Is there anything I should be checking apart from this? Are there any tools in DM to clean or refresh old files to keep the agent in better condition? Are there any files I can manually delete to help? Where can I check how much alarm, trend and parameter data is stored? Maybe this could be reduced to help? Any other best practices?
Thanks!
Ross
Hello Ross,
It sounds like you have a system that generates too much information events. I would try and identify where the flood of information events comes from by inspecting the information tab in DataMinerCube alarm console. You can potentially already isolate or detect frequent culprits like elements, correlation rules, actions that are causing these and then in turn try and reduce the frequency.

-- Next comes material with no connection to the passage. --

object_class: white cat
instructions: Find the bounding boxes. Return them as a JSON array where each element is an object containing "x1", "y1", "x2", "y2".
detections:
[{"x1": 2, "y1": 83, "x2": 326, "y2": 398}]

From the BPA you can see infotrace is big, this is basically the history of the information events.
If your alarm console is lagging behind it means the different processes handling them can't keep up with the flood of information events.
Hi, thanks for the response it’s very much appreciated. I’m still getting the infotrace alert in BPA but my system isn’t generating many alarms or information events at all. Less than 10 per hour usually. Is there any way I can manually delete these large files without affecting operation? Also, it would be good if I could see what was causing it but there’s not link to processes or Element ID etc so I’m not sure what the issue is. I had to restart the agent for another reason last week but it’s already running 15 minutes behind for information events.